It’s the same thing when criticizing an idea. Most people like to be critics. They think they aren’t smart unless they are criticizing. So that makes most people bad critics since usually their criticism has no basis.

Don’t say anything unless every word is dripping with value. “I don’t like your idea because…” you have no plan for getting users, OR…the product is going to be too expensive and you can’t raise money…OR it’s been done before by X, Y and Z companies… OR your valuation is too high – don’t be a pig. This way you have given him what you feel is a roadmap for success. He may agree with you. Or he may not. That is his business and not yours.

Don’t say something useless like, “Google can easily do it.” Duh. Google can do anything. But they won’t. Google has done nothing except search well (ahh, Gmail also but a lot of people have done email.
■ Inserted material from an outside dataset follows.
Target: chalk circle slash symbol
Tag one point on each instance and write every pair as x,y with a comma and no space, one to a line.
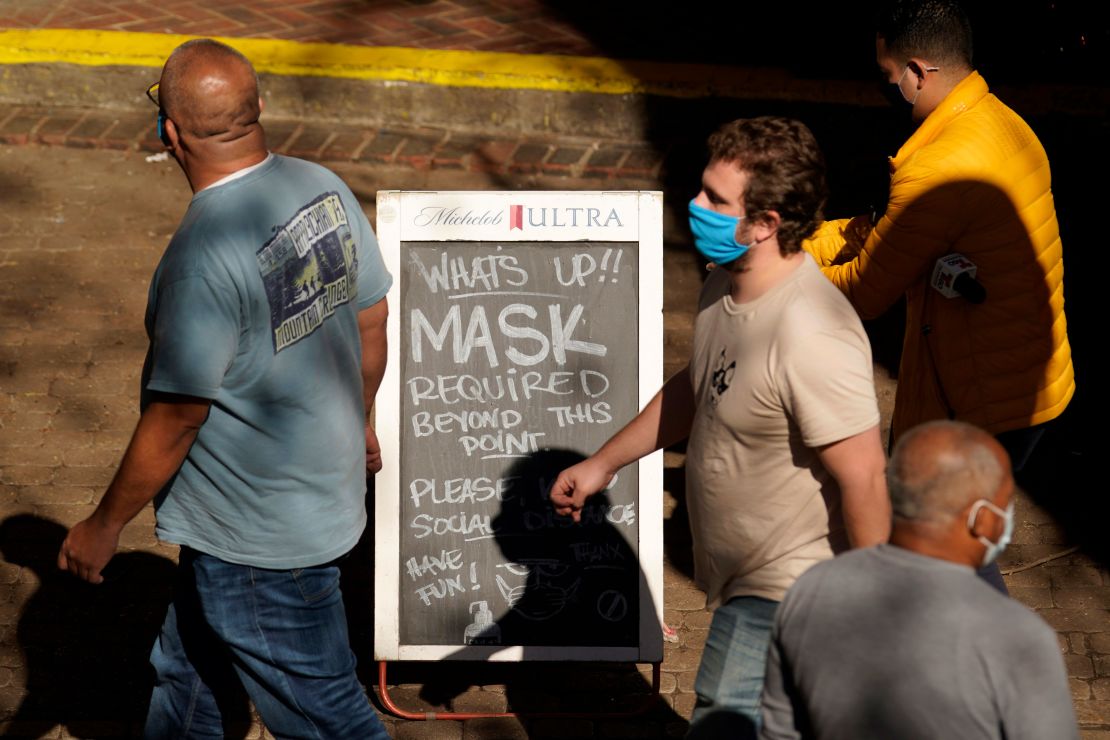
612,606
And I do admit I’m typing this into Google Docs on a Google Chrome browser right now. Ugh, I guess they can do your product. But they aren’t going to do a dating service. Or a car. Well, a car they will do. But maybe you can do a better car but you won’t get funding for that).
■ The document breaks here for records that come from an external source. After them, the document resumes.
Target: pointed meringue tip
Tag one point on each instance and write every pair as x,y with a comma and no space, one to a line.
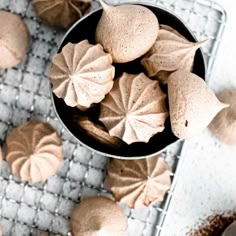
104,5
224,105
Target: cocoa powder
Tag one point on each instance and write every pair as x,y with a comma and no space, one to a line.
215,225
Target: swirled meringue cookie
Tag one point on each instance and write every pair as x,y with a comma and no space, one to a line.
135,108
82,74
34,151
98,216
62,13
139,183
223,125
169,53
126,31
99,133
192,104
14,40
Be constructive and really help. In order to do that you have to dig deep. Your friend has put a lot of thought into his idea. You won’t put the same amount of thought in, but you owe it to him to dig deep to come up with an answer. Or don’t respond at all. Silence is golden.

HOW TO THINK LIKE A GRANDMASTER?

alex beller ‏@bell_er: has chess taught you more relevant things than school? more worth the HUGE time investment you’ve put into both?

ANSWER:

I can write ten posts on this topic. I can write a book or two on this topic and not one mention any actual chess game. I don’t even know where to begin. Chess has taught me so much.

But right now I will just write about one of the things chess has taught me. Last night Claudia and I were in a dilemma. Every year for the past few years we’ve gone to India in January-February. Claudia hates the cold weather. HATES IT. Honestly, I’m worried if we stay up north during those months she  might even divorce me, that’s how much she hates it, although she will deny that. And India has other benefits: yoga classes, very cheap, we have a place to stay that is always available to us, the showers in the Dubai waiting lounge in between flights, the food they serve on the plane on the way back, the dosas, the cheap clothes pants I can buy that will fall apart after a year but only cost $6 each.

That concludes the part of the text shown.